Etwa 25 % der mit Antibiotika behandelten Patienten leiden während oder im Anschluss an die Therapie unter Durchfällen. Da das Medikament nicht zwischen guten und schlechten Bakterien unterscheiden kann, kommt es infolge der Abtötung von Darmbakterien zu einem verminderten Abbau unverdauter Kohlenhydrate und einer reduzierten Bildung kurzkettiger Fettsäuren. Auch Patienten mit einem akuten Schub einer chronisch entzündlichen Darmerkrankung verfügen über weniger Butyrat als Menschen mit einer gesunden Darmschleimhaut oder Patienten mit ruhender Erkrankung.

Der reduzierte Butyratstoffwechsel resultiert in einer verminderten Energieversorgung der Dickdarmzellen und führt zu unterschiedlichen Störungen der Darmfunktion: Zellreifung, Barrierefunktion und Schleimsynthese sind beeinträchtigt, ebenso die Durchblutung sowie die Wasser- und Elektrolytresorption.
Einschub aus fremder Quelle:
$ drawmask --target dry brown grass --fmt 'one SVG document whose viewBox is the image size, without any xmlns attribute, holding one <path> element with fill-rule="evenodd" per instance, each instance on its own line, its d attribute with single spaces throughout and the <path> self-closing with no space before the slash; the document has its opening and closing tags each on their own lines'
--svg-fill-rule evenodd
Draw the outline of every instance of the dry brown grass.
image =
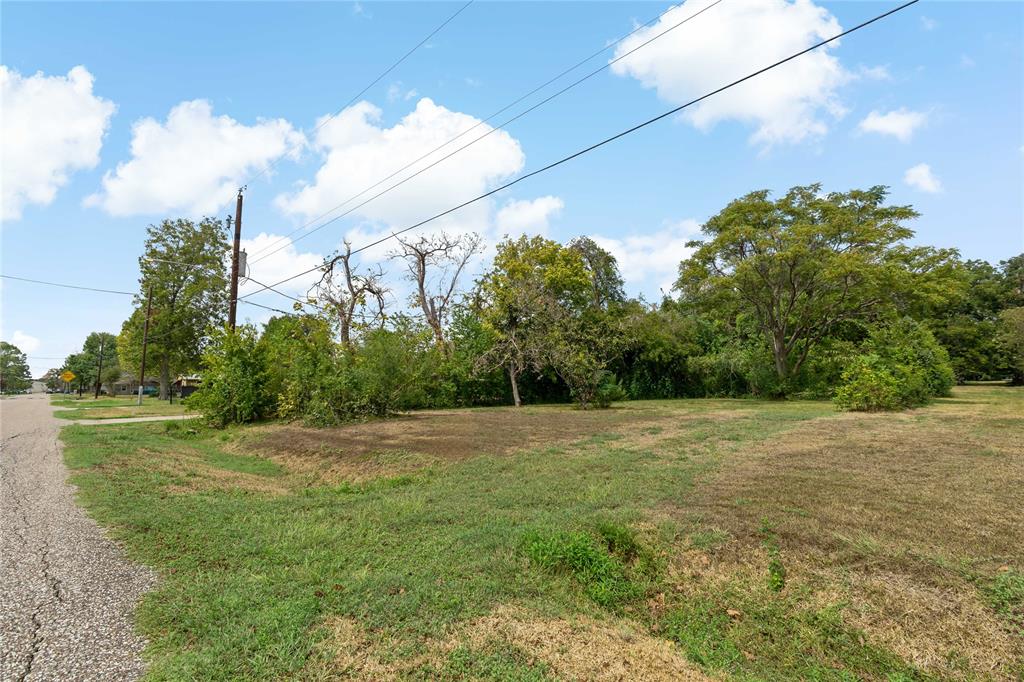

Eine ergänzende bilanzierte Diät mit Butyrat hilft dem Organismus, die angegriffene Darmschleimhaut zu regenerieren. Dies kann die Behandlung von Darmerkrankungen – zusätzlich zur konventionellen Therapie – optimieren. Auch andere Erkrankungen, die mit Durchfällen oder einem veränderten Bedarf der Darmschleimhaut einhergehen, lassen sich so möglicherweise positiv beeinflussen.